An entity whose income exceeds its expenditure can lend or invest the excess income. On the other hand, an entity whose income is less than its expenditure can raise capital by borrowing or selling equity claims, decreasing its expenses, or increasing its income. The lender can find a borrower, a financial intermediary such as a bank, or buy notes or bonds in the bond market. The lender receives interest, the borrower pays a higher interest than the lender receives, and the financial intermediary pockets the difference.
A bank aggregates the activities of many borrowers and lenders. A bank accepts deposits from lenders, on which it pays the interest. The bank then lends these deposits to borrowers. Banks allow borrowers and lenders, of different sizes, to coordinate their activity. Banks are thus compensators of money flows in space.
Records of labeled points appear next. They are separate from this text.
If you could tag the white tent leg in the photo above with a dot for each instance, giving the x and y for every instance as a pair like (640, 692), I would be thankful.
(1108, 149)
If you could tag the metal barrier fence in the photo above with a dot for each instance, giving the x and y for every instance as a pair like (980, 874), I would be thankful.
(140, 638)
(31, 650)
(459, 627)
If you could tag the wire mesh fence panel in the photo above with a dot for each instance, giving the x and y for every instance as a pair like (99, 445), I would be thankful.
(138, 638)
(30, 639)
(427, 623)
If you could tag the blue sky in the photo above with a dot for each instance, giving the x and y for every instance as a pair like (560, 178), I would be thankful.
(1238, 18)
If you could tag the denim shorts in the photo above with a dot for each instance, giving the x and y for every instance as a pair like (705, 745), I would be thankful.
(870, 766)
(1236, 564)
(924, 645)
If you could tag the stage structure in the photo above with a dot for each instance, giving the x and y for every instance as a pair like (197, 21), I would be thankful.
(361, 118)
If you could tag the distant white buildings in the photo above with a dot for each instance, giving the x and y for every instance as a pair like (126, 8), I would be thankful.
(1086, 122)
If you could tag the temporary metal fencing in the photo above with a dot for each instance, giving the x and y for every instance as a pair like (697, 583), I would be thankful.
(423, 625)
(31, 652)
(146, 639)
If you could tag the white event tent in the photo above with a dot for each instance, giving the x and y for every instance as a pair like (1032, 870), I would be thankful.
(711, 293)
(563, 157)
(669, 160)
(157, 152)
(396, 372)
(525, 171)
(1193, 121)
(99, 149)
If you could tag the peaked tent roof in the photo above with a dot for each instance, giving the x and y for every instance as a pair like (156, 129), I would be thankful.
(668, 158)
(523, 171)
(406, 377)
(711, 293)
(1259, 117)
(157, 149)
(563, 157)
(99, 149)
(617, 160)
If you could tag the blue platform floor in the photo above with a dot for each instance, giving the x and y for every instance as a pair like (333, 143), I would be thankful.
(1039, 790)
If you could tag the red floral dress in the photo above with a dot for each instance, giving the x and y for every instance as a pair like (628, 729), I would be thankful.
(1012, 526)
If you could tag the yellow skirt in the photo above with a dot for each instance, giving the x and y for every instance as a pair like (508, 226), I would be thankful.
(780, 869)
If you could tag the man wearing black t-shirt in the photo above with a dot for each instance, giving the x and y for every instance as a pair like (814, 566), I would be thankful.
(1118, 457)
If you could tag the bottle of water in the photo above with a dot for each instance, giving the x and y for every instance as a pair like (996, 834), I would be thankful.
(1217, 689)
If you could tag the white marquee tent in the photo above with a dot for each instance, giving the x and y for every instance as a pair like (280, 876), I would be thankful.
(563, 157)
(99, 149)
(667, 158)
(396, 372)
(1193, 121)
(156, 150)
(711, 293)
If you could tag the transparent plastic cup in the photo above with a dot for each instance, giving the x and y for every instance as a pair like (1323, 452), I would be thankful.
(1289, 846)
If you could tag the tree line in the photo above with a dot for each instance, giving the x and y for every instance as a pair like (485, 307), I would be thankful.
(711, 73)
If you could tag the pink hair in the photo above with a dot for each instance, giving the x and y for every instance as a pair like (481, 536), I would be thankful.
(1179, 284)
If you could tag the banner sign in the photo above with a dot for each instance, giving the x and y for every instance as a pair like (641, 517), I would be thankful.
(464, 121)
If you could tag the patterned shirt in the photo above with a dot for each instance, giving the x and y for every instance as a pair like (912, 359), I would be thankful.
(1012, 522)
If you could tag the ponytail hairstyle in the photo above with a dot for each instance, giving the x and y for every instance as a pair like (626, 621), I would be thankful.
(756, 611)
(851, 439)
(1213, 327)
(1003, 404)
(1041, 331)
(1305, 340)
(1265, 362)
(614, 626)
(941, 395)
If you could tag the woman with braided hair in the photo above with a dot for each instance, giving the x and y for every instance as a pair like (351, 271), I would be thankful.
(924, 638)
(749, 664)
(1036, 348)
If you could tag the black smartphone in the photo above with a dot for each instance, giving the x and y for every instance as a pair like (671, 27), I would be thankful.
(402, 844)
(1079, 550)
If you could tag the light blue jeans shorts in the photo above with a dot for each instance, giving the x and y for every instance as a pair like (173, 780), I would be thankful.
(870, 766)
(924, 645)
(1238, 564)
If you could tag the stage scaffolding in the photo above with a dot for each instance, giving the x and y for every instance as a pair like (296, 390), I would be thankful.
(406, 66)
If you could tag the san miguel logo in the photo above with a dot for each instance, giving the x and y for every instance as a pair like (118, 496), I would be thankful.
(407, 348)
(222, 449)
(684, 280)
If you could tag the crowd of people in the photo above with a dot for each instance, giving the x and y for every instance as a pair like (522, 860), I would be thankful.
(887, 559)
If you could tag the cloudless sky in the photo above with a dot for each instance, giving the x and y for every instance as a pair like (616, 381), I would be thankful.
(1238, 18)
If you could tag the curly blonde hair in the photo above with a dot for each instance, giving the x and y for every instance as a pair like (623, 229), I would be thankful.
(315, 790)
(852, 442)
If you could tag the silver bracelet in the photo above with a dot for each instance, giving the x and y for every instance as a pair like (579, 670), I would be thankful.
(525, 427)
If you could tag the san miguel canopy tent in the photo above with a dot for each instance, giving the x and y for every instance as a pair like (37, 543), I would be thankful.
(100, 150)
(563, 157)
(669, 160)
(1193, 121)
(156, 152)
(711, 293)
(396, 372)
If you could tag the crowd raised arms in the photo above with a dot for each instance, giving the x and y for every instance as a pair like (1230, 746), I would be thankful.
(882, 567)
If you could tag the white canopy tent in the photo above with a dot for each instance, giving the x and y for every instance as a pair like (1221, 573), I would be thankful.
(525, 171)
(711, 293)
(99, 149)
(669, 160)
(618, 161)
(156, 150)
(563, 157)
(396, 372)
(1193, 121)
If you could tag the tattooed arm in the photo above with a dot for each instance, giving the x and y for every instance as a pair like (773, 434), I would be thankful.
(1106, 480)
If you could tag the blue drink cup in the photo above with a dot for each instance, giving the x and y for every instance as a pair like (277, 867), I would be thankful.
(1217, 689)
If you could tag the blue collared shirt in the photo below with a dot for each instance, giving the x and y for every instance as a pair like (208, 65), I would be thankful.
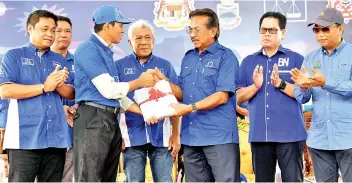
(331, 127)
(273, 116)
(93, 58)
(70, 63)
(134, 130)
(37, 122)
(202, 75)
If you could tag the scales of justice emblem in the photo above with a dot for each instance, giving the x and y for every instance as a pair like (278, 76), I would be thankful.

A specific example of corporate finance is the sale of stock by a company to institutional investors like investment banks, who in turn generally sell it to the public. The stock gives whoever owns it part ownership in that company. If you buy one share of XYZ Inc, and they have 100 shares outstanding (held by investors), you are 1/100 owner of that company. Of course, in return for the stock, the company receives cash, which it uses to expand its business; this process is known as "equity financing". Equity financing mixed with the sale of bonds (or any other debt financing) is called the company's
capital structure.
Finance is used by individuals (
personal finance), by governments (public finance), by businesses (corporate finance), as well as by a wide variety of organizations including schools and non-profit organizations. In general, the goals of each of the above activities are achieved through the use of appropriate financial instruments and methodologies, with consideration to their institutional setting.
Finance is one of the most important aspects of
business management. Without proper financial planning a new enterprise is unlikely to be successful. Managing money (a liquid asset) is essential to ensure a secure future, both for the individual and an organization.